Reads like a sloppily disguised influencer blog post really. The feature has just been released and the author already knows they are going to be a "bigger deal than the MCP"? Although he proceeds to discredit the MCP as too complex to be able to take off towards the end of the article. Not very useful examples either, which author publishes with a bit of distancing, disclaimer almost - who the hell has time to create lousy slack gifs? And if you do, you'll probably not want the lousy ones. So yeah, let's not immediately declare this as "great", lets see how it fares in general and revisit in a few months.

simonw a day ago | parent [-]

What is an "influencer blog post"?

I didn't say that MCP was too complex to take off - it clearly took off despite that complexity.

I'm predicting skills will take off even more. If I'm wrong feel free to call me out in a few months time for making a bad prediction!

hansmayer a day ago | parent [-]

> I didn't say that MCP was too complex to take off - it clearly took off despite that complexity.

I did not say you said exactly that either. Read more carefully. I said you were discrediting them by implying they were too complex to take off due to resource and complexity constraints. It's clearly stated in the relevant section of your post (https://simonwillison.net/2025/Oct/16/claude-skills/#skills-...)

>I'm predicting skills will take off even more. If I'm wrong feel free to call me out in a few months time for making a bad prediction!

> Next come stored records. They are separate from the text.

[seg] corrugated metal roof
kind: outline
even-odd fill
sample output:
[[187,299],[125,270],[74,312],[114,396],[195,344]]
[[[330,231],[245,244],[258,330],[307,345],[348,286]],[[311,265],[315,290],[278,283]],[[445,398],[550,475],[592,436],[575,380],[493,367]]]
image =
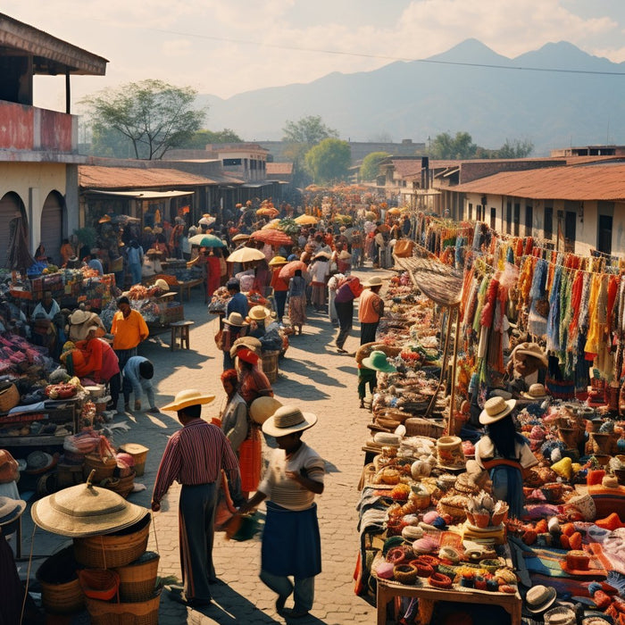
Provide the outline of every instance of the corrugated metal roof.
[[450,187],[448,190],[536,200],[625,200],[625,164],[568,165],[502,172]]
[[135,169],[134,167],[99,167],[80,165],[79,186],[81,188],[136,189],[154,187],[199,187],[216,184],[216,180],[186,171],[168,169]]

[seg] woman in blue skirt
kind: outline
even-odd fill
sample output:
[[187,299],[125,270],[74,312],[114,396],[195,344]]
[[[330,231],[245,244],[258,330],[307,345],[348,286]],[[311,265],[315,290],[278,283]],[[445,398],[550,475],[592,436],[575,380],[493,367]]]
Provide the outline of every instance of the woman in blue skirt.
[[[257,492],[239,509],[245,513],[267,499],[260,577],[278,594],[278,613],[293,619],[312,608],[314,577],[321,572],[314,496],[323,492],[325,465],[301,439],[316,422],[314,414],[294,405],[281,406],[265,421],[262,431],[276,438],[278,448]],[[291,593],[295,603],[288,610],[285,604]]]

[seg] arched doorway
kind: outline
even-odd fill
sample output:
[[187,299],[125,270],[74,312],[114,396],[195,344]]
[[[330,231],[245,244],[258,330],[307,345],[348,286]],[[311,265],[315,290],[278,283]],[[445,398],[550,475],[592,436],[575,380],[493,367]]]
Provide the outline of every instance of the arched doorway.
[[57,191],[51,191],[41,211],[41,243],[46,247],[46,254],[56,265],[61,264],[63,205],[62,196]]
[[7,254],[11,235],[9,222],[15,217],[16,212],[21,213],[24,223],[28,225],[24,203],[17,193],[10,191],[0,198],[0,267],[8,266]]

How the hell can you predict they will "take off even more" when the feature is accessible for barely 24 hours at this point? You don't even have a basic referent frame or at least a statistical usage sample for making such a statement. That's not a very reliable prediction, is it?

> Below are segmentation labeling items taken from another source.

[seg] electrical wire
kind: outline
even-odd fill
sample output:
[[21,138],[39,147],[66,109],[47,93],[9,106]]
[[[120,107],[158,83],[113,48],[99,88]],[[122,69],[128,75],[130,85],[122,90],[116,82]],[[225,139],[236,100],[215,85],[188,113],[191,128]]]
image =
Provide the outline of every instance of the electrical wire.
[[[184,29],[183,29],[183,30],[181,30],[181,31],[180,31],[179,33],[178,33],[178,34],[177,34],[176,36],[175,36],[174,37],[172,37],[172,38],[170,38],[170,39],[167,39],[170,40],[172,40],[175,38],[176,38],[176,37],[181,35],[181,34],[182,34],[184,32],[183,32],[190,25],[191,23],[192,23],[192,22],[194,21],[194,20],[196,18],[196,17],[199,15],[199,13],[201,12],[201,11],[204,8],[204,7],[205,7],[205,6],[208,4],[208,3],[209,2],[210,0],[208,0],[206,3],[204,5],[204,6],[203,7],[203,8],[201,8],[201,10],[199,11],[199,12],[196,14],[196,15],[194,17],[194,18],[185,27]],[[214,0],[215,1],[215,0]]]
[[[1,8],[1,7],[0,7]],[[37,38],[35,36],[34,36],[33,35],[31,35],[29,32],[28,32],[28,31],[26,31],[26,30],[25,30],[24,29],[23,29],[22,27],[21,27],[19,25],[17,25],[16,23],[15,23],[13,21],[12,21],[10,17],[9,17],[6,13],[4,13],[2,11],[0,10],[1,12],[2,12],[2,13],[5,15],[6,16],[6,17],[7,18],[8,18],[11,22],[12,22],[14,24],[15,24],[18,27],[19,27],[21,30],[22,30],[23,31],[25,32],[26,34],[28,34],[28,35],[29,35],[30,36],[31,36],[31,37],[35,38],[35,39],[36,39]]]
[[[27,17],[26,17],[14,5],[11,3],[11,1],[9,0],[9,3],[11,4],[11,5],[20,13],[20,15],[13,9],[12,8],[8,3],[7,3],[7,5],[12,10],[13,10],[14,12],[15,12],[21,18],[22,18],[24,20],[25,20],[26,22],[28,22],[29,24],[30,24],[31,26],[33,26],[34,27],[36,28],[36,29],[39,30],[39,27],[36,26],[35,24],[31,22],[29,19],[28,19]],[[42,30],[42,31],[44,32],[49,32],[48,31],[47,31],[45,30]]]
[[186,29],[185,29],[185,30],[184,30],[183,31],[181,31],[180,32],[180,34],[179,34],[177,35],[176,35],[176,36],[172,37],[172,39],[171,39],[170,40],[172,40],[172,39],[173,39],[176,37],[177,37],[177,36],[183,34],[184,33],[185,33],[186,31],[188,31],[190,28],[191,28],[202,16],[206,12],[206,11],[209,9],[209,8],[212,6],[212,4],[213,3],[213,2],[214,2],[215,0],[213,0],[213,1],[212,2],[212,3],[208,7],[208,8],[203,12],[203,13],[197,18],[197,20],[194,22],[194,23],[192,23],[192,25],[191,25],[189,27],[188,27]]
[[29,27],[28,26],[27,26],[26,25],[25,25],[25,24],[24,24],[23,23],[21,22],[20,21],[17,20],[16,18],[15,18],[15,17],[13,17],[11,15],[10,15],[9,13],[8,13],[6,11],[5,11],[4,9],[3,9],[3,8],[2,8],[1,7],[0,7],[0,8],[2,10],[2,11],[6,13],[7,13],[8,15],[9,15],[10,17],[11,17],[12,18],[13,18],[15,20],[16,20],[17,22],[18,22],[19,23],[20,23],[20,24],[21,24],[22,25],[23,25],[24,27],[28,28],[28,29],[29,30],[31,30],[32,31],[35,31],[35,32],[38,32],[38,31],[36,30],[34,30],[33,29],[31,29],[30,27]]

simonw a day ago | parent | next [-]

> How the hell can you predict they will "take off even more" when the feature is accessible for barely 24 hours at this point?

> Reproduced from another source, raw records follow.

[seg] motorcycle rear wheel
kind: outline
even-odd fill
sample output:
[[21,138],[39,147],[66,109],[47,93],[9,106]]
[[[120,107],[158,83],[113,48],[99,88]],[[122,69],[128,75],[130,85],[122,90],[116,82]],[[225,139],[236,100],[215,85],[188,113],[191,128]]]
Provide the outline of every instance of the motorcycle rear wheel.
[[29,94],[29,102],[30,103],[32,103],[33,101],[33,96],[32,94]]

That's what a prediction IS. If I waited until the feature had proven itself it wouldn't be much of a prediction.

The feature has also been live for more than 24 hours. I reverse-engineered it a week ago: https://simonwillison.net/2025/Oct/10/claude-skills/ - and it's been invisibly powering the PDF/DOC/XLS/PPT creation features on https://claude.ai/ since those launched on the 9th September: https://www.anthropic.com/news/create-files

hansmayer a day ago | parent [-]

> That's what a prediction IS. If I waited until the feature had proven itself it wouldn't be much of a prediction.

No, that's merely guessing mate. Predictions are, at least in modern meaning, based on at least some data and some extrapolation model that more or less reliably predicts the development of your known dataset into future (uknown) values. I don't see you presenting either in your post, so that's not predicting, that's in the best of cases guessing, and in the worst of cases irresponsible distribution of Anthropic's propaganda.

simonw 20 hours ago | parent | next [-]

I think you and I are operating from different dictionaries. What you're describing is more what I'd call a hypothesis or maybe a forecast. I'm comfortable with my use of "prediction" to mean the same thing as a guess.

hansmayer 16 hours ago | parent [-]

Well, if we do, those would be very different dictionaries indeed. Do you not know "forecast" is a synonym to "prediction" ? I was going to qualify this with a "practically", but then it turns out according to Mirriam-Webster, prediction is literally a synonym of "forecast". So explain again, what exactly is your "dictionary definition" for "prediction" again? Unless it's guessing, but then, anyone can then make "predictions" like that.

(If we stick to Mirriam-Webster again, here is what I found : to calculate or predict (some future event or condition) usually as a result of study and analysis of available pertinent data - i.e. - basically what I already told you a "prediction" is).

simonw 15 hours ago | parent [-]

Is this perhaps some weird British vs American English thing I was unaware of?

Oxford Learners Dictionary (because the Oxford English Dictionary is behind a paywall): "a statement that says what you think will happen; the act of making such a statement" https://www.oxfordlearnersdictionaries.com/us/definition/eng...

The current Wikipedia definition looks like a good fit for how I'm using the term here:

A prediction (Latin præ-, "before," and dictum, "something said"[1]) or forecast is a statement about a future event or about future data. Predictions are often, but not always, based upon experience or knowledge of forecasters. There is no universal agreement about the exact difference between "prediction" and "estimation"; different authors and disciplines ascribe different connotations. https://en.wikipedia.org/wiki/Prediction

hansmayer 13 hours ago | parent [-]

No, it's just a matter of not trying to make "guessing" equal to "predicting". In this day and age we should know better then to make wild guesses.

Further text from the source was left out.